Saturday, 23 October 2010
Parrots 8 The Rainbow Lorikeet
Even wild lorikeets become very tame, and will feed from people’s hands or visit bird tables if suitable food is available. They make good film subjects – see a video of wild lorikeets visiting an Australian back garden here: http://www.youtube.com/watch?v=PlEnVIbLGig&feature=related
The Rainbow lorikeet (sometimes called the Green-Naped Lorikeet) is a widespread species with at least 20 subspecies, some of which are probably full species. The range is throughout Indonesia, New Guinea and northern Australia, and it has also been introduced to Western Australia and New Zealand, where it has been classed as a pest because the birds not only feed on orchard crops but also compete with native species of lorikeet. The wild population is estimated as at least 5,000,000 birds, although some subspecies are threatened, for example the Bali lorikeet T. haematodus mitchellii.
It is an adaptable species, freely using coconut plantations or settlements as well as rainforest. The diet is similar to other members of the lory group, which is actually more diverse in its ecology than you might think.
Lorikeets lack the muscular gizzard to grind up seeds, so although they will take them it is not good for them. They can however make use in many cases of unripe seeds which are still soft, and unripe corn on the cob is very popular with many species of Lories in captivity, as are sprouting seeds. This is often reflected in the structure of the tongue – lorikeets which eat more solid food typically have fewer and shorter papillae at the end of the tongue - these are used to mop up nectar and pollen, and vary with the kinds of flower most commonly visited by each species.

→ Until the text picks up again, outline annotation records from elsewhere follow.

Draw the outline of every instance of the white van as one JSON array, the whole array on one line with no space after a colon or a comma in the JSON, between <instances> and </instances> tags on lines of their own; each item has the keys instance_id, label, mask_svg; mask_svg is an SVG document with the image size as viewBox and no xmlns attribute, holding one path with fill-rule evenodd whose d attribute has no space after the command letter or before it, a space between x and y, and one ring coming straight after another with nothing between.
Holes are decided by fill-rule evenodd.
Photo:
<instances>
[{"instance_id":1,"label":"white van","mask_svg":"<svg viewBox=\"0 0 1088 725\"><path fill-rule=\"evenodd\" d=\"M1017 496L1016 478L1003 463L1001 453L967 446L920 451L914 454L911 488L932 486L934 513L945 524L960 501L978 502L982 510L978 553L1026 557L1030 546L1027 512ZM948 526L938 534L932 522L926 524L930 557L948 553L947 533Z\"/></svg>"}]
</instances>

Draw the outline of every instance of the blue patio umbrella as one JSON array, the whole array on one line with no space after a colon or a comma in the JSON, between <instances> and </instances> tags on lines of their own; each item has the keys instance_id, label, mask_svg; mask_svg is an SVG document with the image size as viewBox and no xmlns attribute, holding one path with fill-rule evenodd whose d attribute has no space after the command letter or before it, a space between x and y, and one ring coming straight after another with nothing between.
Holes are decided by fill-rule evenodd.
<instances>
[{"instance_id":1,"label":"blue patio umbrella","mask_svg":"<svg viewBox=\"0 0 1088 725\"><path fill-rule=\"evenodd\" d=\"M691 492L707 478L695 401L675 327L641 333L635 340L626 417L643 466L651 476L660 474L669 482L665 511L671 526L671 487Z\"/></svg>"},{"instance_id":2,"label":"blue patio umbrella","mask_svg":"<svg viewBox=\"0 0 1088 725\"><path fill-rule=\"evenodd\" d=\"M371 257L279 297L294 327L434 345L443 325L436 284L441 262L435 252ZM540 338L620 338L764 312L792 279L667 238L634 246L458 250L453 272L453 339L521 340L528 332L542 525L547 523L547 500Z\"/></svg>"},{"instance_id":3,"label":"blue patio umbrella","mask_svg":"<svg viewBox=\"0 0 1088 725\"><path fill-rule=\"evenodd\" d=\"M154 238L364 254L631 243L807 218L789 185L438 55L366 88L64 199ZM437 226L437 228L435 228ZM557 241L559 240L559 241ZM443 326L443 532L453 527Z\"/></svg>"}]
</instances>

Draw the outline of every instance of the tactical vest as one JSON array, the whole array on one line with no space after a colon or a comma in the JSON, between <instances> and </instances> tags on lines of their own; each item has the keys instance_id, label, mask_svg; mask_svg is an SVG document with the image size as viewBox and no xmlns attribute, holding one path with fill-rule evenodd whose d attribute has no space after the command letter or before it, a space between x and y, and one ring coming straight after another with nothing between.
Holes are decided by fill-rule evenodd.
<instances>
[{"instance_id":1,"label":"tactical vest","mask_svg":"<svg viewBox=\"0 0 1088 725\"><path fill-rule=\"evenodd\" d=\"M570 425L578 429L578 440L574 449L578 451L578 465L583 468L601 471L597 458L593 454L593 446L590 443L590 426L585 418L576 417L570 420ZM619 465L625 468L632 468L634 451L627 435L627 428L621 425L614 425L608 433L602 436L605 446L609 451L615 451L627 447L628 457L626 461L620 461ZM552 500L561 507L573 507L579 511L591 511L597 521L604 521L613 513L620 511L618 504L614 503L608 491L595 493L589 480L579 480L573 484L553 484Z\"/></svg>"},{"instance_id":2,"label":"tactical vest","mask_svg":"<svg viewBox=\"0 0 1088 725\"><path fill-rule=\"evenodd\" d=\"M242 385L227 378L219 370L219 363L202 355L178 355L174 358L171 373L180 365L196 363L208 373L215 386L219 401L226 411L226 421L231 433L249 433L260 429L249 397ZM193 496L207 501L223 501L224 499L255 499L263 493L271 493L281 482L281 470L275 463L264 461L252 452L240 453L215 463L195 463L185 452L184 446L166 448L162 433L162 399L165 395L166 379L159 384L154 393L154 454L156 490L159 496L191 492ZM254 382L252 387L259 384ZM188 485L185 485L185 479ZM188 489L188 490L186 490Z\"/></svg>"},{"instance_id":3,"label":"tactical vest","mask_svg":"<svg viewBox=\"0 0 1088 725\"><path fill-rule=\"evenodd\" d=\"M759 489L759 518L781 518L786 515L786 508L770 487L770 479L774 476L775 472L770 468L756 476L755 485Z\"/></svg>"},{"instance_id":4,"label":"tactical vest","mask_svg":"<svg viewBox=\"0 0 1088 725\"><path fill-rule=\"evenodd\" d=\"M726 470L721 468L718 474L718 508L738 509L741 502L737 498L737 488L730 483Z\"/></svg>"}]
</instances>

The story of Australian wildlife is that of forest animals adapting first to grassland and then to desert, as tectonic movements have gradually moved Australia north through the desert latitudes and away from the position close to Antarctica that it occupied in the Cretaceous. As a result, almost all Australian dry country wildlife has living or extinct rainforest dwelling relatives. For example, the Potoroos we have in twilight world are essentially small rainforest kangaroos. The reverse is also sometimes true – living rainforest animals in Australia may have extinct members which occupied more open habitats which have died out in the (probably) human-caused mass extinction at the end of the last glaciation. Recently fossil tree kangaroos were found from sites in the now treeless Nullarbor Plain, and it appears that the various Rock-wallabies may share a common ancestor with these now entirely rainforest animals.
The same process occurred in Australian birds, and as a result it may be from an unripe seed eating lory that one of the commonest pet birds in the world may have evolved – the domestic budgerigar or parakeet. Although adapted to feeding on grass seed in Australian deserts, the budgerigar has many lory-like traits in its plumage and behaviour, including its highly social and nomadic nature, playfulness and intelligence. Studies place the budgerigar as sister to lories, not as was previously thought close to the Australian Grass Parakeets Neophema as was previously thought.